How this happens in practice is that the honeybee draws nectar into a special "honey crop", an inner chamber which is not the bee's true stomach. The invertase is added to the nectar within the crop and the chemical transformation begins. But it doesn't end there. The returning forager bee (who is among the oldest of the workers) meets another (younger) worker and transfers the transforming nectar to her, (and then goes right back to foraging). The receiving bee sips the nectar out of the delivering bee’s crop with her long tongue just as the forager first sipped the nectar from the base of the flower. This bee will bring the nectar into the hive. In the process more invertase is added, more sugar transformation occurs, and more water is chemically transformed. More passing happens to more bees in a "bucket brigade", or a "crop brigade". It’s not nearly as simple as a linear transfer, however. There is passing of nectar every which way in the hive. A fascinating article I found described an experiment done in 1952 where they gave sugar water to bees that was marked with a radioactive isotope. They were then able to detect how quickly the radioactive “nectar” was disbursed through the hive. Here are the astounding results: “Within 3.5 hours after releasing just six foragers that were fed 32P labeled sugar water into a colony, most of the other foragers (62%) and about a fifth of the worker population in the brood area received some of the labeled food.“
Wow, so there is an incredible amount of transference and collective digestion taking place with every sip of nectar that comes into the hive!
The nectar keeps transforming more and more to honey, and each time it is passed it becomes more sugary as more water is transformed into the simpler sugars. By the time the last worker bee deposits the sugary solution into a cell for storage, the nectar has gone from perhaps 90% water to 20%!
Even then it's still not quite honey yet and the workers collaboratively move air currents through the hive using their wings to further dehydrate it until it is precisely 18% water content (how they know when it’s “ready” is another of those mysterious unanswerable questions!).
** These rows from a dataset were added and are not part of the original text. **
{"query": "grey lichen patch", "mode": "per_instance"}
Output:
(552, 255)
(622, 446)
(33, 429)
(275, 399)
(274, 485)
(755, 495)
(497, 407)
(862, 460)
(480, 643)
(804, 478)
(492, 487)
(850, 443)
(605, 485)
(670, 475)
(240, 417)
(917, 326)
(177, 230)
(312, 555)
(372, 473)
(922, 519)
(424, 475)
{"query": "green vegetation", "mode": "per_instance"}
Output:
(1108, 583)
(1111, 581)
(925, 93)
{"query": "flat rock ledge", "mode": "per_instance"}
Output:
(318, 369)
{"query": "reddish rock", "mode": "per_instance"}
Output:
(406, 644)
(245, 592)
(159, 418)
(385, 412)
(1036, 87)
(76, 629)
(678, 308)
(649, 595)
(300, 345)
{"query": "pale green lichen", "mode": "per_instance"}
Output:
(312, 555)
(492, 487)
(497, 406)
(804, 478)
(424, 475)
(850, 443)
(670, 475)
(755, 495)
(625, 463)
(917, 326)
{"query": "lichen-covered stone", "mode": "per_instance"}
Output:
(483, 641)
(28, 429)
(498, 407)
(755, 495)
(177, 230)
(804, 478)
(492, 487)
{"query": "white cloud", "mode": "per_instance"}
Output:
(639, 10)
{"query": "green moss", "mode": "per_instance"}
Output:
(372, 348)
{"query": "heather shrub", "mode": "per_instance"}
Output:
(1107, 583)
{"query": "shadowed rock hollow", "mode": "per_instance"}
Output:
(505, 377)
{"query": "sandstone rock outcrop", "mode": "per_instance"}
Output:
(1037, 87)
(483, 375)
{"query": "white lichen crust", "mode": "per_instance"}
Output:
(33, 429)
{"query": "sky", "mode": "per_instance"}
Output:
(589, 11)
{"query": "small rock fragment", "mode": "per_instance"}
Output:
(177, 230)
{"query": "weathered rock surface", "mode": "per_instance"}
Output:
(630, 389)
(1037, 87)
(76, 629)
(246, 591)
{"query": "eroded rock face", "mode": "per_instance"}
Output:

When the cell is full to the brim with transformed honey, the bees build a wax cap to seal it up until it is needed.
So, another claim made in the FB post was that the honey is already digested. From what I've described we can see that this is certainly true! The collective digestion of the bees transforms a colorless, watery nectar that is only a tiny bit sweet into a rich, sugary, golden viscous sticky fluid. When we eat honey, we are eating a flower food that has been entirely transformed into a complex mixture of simple sugars, enzymes, pollen and amino acids (we’ll have to get to those amino acids in another post)!
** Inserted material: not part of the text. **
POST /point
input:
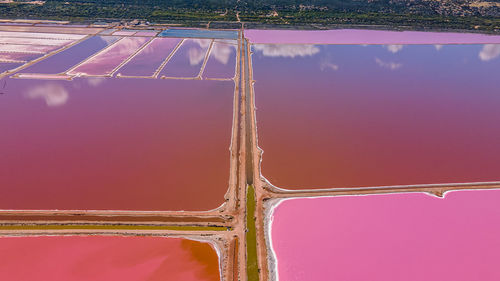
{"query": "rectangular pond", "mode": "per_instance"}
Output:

Some people like to say that this means we are eating "bee spit" when we eat honey. While not altogether true, it's not completely false either. If this makes you queasy, consider that we routinely also drink milk made from a cow's udders, and eggs created within the body of a hen. So, a little bee saliva should not be a big deal!
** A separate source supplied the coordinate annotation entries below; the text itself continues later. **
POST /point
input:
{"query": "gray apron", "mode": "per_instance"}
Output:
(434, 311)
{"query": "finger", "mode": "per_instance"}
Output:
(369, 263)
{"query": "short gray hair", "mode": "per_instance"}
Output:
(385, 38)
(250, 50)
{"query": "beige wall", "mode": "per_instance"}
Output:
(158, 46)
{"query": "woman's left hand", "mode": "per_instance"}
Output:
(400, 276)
Invertase is found in many living things and processes in nature. One important place is in yeasts. When baking bread or making beer, the yeasts (which are a fungus) have a similar ability to the bees to transform dough into bread and wort into beer.
This means that what the bees do with transforming nectar into honey has some similarity to a fermentation process. This should make it not surprising that bees can actually take the fermentation process further if they want to. Bees themselves know how to continue into a second fermentation by mixing pollen with the honey to make bee bread. I previously described this process here in WW Q&A #14.
The process by which bees take flower nectar with just a little sucrose and turn it into delicious honey should make us all feel some real awe!